Turning Data into Information Using ArcGIS 10.0 Module 1

Turning Data into Information Using ArcGIS 10.0 Module 1:  The Influence of Sampling on Spatial Interpolation

Problem:  Geographic data originates from a variety of sources and decisions must be made about what type of data to collect and how to collect and store it.  These decisions must be informed by the ultimate processing and display goals but time and cost investments are also relevant.  Sampling is a technique that reduces the investments made in gathering geographic data but care must be taken to determine an appropriate sampling technique for the project at hand and the right way to “interpolate”, or fill in the spaces, between the sampled data points.

Analysis Procedures:  The exercise described here demonstrates the negative impact that inappropriately choosing a sample set can have on a result.  Two different sample sets are used to create hillshades of the same geographic region via interpolation.  The sample points, taken from the same geographic area, are each (separately) added as a layer to the map.  In each case the points describe an elevation point and are used to interpolate elevation values for the region.  The IDW (Inverse Distance Weighted) tool from the ArcGIS Spatial Analyst toolset was used to interpolate the sample points to an “Elevation” layer.  Each elevation layer was then converted to a “Hillshade” raster layer using the Spatial Analyst Hillshade tool.   This hillshade layer output provides a good way to visually compare the topological differences in the terrain resulting from the different sample sets.

Workflow diagram for Module 1 exercise
Workflow diagram for Module 1 exercise

Results: The original sample sets were quite different.  The distribution of Samples1 (left) clearly has broader coverage throughout the physcial area while Samples2 (right) has areas of concentrated sampling with a few outlier points beyond the sampling concentrations:

Well chosen sampling
Well chosen sampling
Poorly chosen sampling
Poorly chosen sampling

 

 

 

 

 

 

 

 

 

 

The interpolated elevation layers show significant differences in the locations and relative quantities of elevation ranges.  Note in the Sample1 (left) based elevation that the upper left corner has a large amount of low-lying (green) area, and the lighter, higher elevation, areas peak in two areas- the first towards the center and the second in the upper right corner.  The Samples2 (right) based interpolation shows a large high elevation area towards the right of the region sweeping downwards toward the lower and upper left corners:

Elevation based on well done sampling
Elevation based on well done sampling
Elevation based on poorly done sampling
Elevation based on poorly done sampling






 

 

 

 

 

 

The raster hillshade layers corroborate the elevation layers shown above.  Here you can readily visualize the differences as the Samples1 (left) based hillshade is a region with 2 peaks whereas the Samples2 (right) based hillshade looks more like a long slope running from right to left:

 

Hillshade based on well chosen sampling
Hillshade based on well chosen sampling
Hillshade based on poorly chosen sampling
Hillshade based on poorly chosen sampling

 

 

 

 

 

 

 

 

 

 

 

Application & Reflection
Problem description:   Economically represent a city by sampling households across the area and then presenting data that gives some indication of economic prosperity or hardship and its distribution across the area.
Data needed: Household economic data such as household incomes, numbers of people in the household, household debt and household savings would be required.  A distribution of household types (rental, own, subsidized, etc) and across all neighborhoods and regions.

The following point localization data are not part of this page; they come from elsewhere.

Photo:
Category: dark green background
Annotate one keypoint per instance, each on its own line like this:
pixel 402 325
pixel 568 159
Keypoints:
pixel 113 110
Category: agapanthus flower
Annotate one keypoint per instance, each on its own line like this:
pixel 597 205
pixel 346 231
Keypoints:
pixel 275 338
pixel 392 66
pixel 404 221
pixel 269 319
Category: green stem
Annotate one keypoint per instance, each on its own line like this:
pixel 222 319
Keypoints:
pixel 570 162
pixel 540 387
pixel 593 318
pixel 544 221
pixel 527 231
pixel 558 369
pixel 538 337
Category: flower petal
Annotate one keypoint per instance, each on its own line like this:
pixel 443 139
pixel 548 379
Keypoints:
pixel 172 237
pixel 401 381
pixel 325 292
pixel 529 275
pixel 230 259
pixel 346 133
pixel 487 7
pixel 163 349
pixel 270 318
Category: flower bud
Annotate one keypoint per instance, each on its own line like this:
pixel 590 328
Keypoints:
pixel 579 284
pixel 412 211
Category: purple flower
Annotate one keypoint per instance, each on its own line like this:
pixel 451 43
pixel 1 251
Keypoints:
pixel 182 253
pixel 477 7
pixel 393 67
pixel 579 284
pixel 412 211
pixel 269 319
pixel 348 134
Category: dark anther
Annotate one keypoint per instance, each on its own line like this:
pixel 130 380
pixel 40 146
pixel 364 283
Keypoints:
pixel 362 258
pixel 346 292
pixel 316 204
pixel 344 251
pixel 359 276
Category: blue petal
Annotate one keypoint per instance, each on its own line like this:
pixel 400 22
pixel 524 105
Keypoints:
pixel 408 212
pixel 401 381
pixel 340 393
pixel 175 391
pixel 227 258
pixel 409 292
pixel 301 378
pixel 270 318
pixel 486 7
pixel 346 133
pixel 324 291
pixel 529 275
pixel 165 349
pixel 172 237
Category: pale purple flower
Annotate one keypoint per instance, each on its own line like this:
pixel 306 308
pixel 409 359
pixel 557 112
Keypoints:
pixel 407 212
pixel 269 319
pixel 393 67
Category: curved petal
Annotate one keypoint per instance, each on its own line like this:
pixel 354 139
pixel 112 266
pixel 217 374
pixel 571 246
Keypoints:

Analysis procedures: Mining census type data may be the best way forward as much of this type of information is private and can’t be associated with individual households.  It would be my expectation that many households in a given neighborhood would share in common some economic characteristics.  Neighborhoods themselves may differ considerably one to another.  Each neighborhood would be sampled at a particular rate (say 1 sample for each 50 households) and regions outside of neighborhoods would be divided into geographic areas and sampled at an higher rate (say 1 in 20 if possible) as I would expect these sorts of areas to show more diversity.